C’est de ce disque-là dont nous parlons aujourd’hui. En fait un best of des meilleurs titres des Hives, qui commence par les deux derniers singles du groupe, deux pépites de concentré punk-rock, qu’il faut prendre comme telles : des irruptions momentanées d’extrême intensité dans la morne plaine de l’ennui radiodiffusé. Hate to say I told you so est une sorte de Search and destroy 2002, avec un gros son hard-rock, sur lequel est criée une logorrhée déconstruite et régressive, pas très éloignée du bégaiement du My génération des Who. Aussi efficace en tout cas. Main offender enfonce le clou 60’s, avec son break de batterie démoniaque, et des lyrics convaincus et convaincants, renvoyant comme prophétiquement à la popularité actuelle du groupe : « I’m on my way (…) This is my main offender (…) This is what I’ve got and it got me saying – Why me ? ». Plusieurs titres d’ailleurs questionnent ainsi l’idée du succès critique et commercial, comme si le groupe (à l’époque de l’enregistrement de ces morceaux, il était encore confiné dans les scènes mods-punks suédoises) regardait les feux de la rampe et l’échelle de Jacob de la starification avec de grands yeux écarquillés, vivant en chansons par procuration une célébrité qui finalement arrivera. Les titres sont alors une sorte de pirouette a posteriori avec un succès désiré et avenu.
Mais les thématiques principales de l’album sont à l’aune de la musique produite : révolte adolescente, jeunesse en bute à l’autorité, middle-age en conflit avec le monde du travail et la figure du patron (caricaturé goulûment à plusieurs reprises).
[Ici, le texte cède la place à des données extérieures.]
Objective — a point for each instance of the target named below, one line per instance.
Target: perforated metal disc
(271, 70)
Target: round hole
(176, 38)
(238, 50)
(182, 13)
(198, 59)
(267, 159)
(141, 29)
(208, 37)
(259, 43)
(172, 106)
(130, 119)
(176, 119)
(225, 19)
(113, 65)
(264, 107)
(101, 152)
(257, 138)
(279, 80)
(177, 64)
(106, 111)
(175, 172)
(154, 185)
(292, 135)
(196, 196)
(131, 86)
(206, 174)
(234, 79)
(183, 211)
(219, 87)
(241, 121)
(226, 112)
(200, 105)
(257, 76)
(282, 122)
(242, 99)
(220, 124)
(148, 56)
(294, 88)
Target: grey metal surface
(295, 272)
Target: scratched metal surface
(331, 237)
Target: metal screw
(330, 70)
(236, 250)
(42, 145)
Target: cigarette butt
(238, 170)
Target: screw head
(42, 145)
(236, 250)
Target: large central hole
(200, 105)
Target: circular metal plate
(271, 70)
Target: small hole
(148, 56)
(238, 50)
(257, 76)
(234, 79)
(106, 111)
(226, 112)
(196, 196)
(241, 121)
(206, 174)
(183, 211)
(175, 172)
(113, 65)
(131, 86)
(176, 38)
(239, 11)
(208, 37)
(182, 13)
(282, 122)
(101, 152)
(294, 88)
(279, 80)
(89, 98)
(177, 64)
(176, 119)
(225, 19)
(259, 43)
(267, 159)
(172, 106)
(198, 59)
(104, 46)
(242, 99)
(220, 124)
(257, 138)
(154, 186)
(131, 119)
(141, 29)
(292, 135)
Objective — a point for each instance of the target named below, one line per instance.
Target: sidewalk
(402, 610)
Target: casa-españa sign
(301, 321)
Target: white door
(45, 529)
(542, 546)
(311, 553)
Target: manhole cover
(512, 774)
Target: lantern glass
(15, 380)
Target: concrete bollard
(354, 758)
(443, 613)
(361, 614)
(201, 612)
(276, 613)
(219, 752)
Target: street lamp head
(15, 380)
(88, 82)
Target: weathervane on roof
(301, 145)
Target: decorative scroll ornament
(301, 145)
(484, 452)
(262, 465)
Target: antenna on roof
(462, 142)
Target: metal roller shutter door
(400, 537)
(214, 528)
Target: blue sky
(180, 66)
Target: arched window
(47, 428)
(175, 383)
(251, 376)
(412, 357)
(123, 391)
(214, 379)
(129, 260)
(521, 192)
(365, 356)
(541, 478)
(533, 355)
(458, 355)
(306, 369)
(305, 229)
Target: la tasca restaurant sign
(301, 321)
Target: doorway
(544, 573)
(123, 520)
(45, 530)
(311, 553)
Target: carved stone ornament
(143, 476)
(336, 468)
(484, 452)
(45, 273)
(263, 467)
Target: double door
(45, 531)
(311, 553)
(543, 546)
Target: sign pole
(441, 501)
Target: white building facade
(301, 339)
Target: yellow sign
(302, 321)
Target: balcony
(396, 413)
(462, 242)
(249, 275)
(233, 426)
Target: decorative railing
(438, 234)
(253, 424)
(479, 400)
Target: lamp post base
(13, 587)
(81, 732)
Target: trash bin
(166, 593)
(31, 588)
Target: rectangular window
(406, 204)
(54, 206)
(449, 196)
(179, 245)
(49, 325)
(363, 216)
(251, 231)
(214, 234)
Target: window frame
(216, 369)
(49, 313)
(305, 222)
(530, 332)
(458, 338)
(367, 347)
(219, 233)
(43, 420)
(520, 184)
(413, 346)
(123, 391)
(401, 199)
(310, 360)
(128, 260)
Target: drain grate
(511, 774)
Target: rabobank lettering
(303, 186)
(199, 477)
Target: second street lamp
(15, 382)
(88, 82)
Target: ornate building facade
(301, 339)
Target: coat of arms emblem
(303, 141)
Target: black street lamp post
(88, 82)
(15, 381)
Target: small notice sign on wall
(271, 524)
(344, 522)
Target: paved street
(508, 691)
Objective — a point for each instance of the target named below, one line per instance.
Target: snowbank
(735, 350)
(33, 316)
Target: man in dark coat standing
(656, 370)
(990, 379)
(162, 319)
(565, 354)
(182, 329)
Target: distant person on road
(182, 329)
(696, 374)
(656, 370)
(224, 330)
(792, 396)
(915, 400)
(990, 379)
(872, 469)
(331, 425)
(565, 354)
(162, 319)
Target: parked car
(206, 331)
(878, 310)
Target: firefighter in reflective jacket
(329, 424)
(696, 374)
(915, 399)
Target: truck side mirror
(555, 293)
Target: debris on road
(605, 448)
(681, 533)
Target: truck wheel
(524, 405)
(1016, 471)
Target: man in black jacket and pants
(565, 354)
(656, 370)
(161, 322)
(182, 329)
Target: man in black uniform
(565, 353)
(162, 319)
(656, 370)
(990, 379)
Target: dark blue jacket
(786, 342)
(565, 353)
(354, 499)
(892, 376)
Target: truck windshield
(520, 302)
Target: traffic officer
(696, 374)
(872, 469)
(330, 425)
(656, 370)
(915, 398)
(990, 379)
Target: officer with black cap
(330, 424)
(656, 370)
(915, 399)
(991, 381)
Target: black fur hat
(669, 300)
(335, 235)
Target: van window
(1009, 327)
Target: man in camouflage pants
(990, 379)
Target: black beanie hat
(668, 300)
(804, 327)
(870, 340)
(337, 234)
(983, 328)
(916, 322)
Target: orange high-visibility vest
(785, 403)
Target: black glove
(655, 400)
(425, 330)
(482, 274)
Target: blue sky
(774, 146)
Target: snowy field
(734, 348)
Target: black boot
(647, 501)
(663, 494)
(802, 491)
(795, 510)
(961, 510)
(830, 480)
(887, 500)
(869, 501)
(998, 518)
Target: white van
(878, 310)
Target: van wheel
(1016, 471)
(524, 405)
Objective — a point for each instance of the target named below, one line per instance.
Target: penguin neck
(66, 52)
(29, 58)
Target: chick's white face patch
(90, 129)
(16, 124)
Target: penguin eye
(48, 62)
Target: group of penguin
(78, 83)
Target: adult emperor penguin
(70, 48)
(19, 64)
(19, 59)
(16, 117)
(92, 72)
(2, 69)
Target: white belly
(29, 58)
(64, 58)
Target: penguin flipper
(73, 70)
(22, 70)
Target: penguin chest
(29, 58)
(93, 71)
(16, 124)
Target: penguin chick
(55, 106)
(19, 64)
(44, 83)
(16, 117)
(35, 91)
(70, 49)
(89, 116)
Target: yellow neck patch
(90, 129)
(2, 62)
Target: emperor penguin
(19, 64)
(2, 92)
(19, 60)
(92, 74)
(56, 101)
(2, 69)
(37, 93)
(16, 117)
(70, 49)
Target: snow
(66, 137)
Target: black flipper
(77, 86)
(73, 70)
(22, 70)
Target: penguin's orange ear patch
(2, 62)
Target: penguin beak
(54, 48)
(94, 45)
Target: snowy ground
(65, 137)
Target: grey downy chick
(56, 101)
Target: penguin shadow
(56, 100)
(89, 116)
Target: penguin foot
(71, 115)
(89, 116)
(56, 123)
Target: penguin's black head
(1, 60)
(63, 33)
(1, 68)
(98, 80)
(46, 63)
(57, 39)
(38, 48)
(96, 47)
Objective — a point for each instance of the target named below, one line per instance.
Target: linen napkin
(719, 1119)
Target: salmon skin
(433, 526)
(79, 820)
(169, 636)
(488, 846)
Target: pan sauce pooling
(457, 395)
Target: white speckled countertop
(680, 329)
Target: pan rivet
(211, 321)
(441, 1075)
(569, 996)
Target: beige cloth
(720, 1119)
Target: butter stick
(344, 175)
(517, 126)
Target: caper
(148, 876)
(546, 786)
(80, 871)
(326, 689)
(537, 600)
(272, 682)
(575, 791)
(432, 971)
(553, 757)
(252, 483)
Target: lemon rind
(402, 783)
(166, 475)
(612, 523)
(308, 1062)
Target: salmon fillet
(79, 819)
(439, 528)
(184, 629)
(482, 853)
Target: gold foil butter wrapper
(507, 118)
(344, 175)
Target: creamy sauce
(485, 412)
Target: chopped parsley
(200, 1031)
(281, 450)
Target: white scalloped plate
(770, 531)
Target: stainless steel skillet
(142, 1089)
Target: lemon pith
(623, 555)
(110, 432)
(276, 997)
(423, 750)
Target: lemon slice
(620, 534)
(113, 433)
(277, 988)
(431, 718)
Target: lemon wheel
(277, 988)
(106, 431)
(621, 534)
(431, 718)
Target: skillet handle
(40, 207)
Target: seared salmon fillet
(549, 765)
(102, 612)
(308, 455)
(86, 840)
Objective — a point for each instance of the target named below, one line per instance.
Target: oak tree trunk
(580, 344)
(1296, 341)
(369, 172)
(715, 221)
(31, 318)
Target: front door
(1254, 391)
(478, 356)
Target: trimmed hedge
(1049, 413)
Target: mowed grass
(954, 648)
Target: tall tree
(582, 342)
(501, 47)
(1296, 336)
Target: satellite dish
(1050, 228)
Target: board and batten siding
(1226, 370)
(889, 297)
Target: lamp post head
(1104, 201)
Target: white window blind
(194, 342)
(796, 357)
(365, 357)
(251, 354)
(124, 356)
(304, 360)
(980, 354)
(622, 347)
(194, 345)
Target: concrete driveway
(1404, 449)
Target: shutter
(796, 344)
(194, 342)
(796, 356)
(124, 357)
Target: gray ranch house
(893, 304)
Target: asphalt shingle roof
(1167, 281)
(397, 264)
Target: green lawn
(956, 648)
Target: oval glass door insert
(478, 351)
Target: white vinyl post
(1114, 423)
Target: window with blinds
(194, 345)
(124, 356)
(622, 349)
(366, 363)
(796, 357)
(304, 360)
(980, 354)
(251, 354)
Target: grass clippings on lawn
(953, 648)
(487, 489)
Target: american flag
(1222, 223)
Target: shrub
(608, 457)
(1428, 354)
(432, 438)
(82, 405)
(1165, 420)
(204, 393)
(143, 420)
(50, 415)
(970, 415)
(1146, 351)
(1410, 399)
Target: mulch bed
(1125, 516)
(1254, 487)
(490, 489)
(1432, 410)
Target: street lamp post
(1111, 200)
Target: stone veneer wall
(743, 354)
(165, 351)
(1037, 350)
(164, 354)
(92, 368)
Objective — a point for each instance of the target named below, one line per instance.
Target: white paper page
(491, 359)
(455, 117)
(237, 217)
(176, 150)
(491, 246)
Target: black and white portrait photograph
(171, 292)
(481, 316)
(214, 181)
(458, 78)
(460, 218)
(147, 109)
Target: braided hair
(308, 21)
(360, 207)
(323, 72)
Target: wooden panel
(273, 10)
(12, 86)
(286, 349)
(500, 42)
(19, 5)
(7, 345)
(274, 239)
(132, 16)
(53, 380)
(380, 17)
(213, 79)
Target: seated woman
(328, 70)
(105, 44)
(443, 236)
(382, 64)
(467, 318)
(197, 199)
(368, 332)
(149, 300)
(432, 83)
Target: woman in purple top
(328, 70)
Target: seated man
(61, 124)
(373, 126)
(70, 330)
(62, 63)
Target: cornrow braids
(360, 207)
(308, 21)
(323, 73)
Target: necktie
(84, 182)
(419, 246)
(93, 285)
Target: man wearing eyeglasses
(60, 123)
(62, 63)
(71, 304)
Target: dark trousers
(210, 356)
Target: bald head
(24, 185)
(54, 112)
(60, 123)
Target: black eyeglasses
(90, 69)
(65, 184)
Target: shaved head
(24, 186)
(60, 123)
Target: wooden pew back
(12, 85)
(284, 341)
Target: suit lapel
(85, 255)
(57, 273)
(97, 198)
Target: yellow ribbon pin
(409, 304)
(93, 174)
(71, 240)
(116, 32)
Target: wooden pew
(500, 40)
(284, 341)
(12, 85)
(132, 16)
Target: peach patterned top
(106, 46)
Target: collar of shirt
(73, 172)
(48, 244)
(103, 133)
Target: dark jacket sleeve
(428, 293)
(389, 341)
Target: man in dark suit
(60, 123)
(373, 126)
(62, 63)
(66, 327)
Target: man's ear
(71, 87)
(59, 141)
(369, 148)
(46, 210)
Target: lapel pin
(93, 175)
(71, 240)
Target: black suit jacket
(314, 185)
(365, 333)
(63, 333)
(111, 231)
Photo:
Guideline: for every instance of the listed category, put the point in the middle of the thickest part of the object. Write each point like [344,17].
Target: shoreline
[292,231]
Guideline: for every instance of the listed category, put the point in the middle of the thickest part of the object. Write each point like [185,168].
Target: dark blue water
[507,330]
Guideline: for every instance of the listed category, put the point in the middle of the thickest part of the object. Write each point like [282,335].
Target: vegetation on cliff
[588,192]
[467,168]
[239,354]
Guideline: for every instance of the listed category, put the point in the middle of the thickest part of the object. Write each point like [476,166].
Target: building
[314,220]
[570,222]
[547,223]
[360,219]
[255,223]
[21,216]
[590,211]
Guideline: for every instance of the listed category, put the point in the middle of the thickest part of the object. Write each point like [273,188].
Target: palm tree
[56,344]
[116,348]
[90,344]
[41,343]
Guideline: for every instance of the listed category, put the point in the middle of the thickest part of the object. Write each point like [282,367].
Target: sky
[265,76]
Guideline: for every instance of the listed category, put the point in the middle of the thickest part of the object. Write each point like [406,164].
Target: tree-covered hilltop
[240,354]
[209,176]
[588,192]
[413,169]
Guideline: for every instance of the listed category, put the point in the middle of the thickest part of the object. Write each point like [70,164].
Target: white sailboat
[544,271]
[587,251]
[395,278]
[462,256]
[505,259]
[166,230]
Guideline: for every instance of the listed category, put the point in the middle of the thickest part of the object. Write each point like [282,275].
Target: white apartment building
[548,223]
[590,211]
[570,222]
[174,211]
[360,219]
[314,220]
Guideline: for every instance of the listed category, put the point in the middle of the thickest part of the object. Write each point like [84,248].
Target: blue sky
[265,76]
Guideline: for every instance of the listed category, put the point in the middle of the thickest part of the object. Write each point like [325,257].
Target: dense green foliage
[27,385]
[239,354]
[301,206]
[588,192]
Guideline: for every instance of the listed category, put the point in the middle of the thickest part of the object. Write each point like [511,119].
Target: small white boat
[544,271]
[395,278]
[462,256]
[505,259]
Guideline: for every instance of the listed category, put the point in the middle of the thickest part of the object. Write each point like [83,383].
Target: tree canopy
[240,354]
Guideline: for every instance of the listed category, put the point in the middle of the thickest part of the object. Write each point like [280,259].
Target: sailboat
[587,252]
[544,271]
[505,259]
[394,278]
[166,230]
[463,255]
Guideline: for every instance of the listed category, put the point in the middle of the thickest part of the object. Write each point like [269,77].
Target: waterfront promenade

Un monde manichéen et comme issu d’un film de John Waters ou d’un docu sur Canal Jimmy où les méchants sont les vieux et où les jeunes sont violents mais gentils, au fond. On y parle aussi souvent d’inadaptation, de folie, d’idiotie. Et l’histoire du rock l’a vérifié bien des fois : les idiots sont souvent géniaux. Punk-rock, hard-rock, métal, la musique des Hives est enthousiaste, sans distance, puissante, premier degré, énergique, primaire. Mais aussi spontanée et enthousiaste. The Hives n’est pas seulement un « coup » des médias, c’est aussi un vrai groupe de rock’n’roll, avec tout ce qu’il y a d’authentique et de stupide dans cette notion. Les écouter ne relève pas toujours du suivisme. On peut aussi y prendre plaisir. Les défendre ne relève pas forcément de l’opportunisme. On peut aussi avoir envie de défendre le plaisir. Faites-vous plaisir, écoutez The Hives.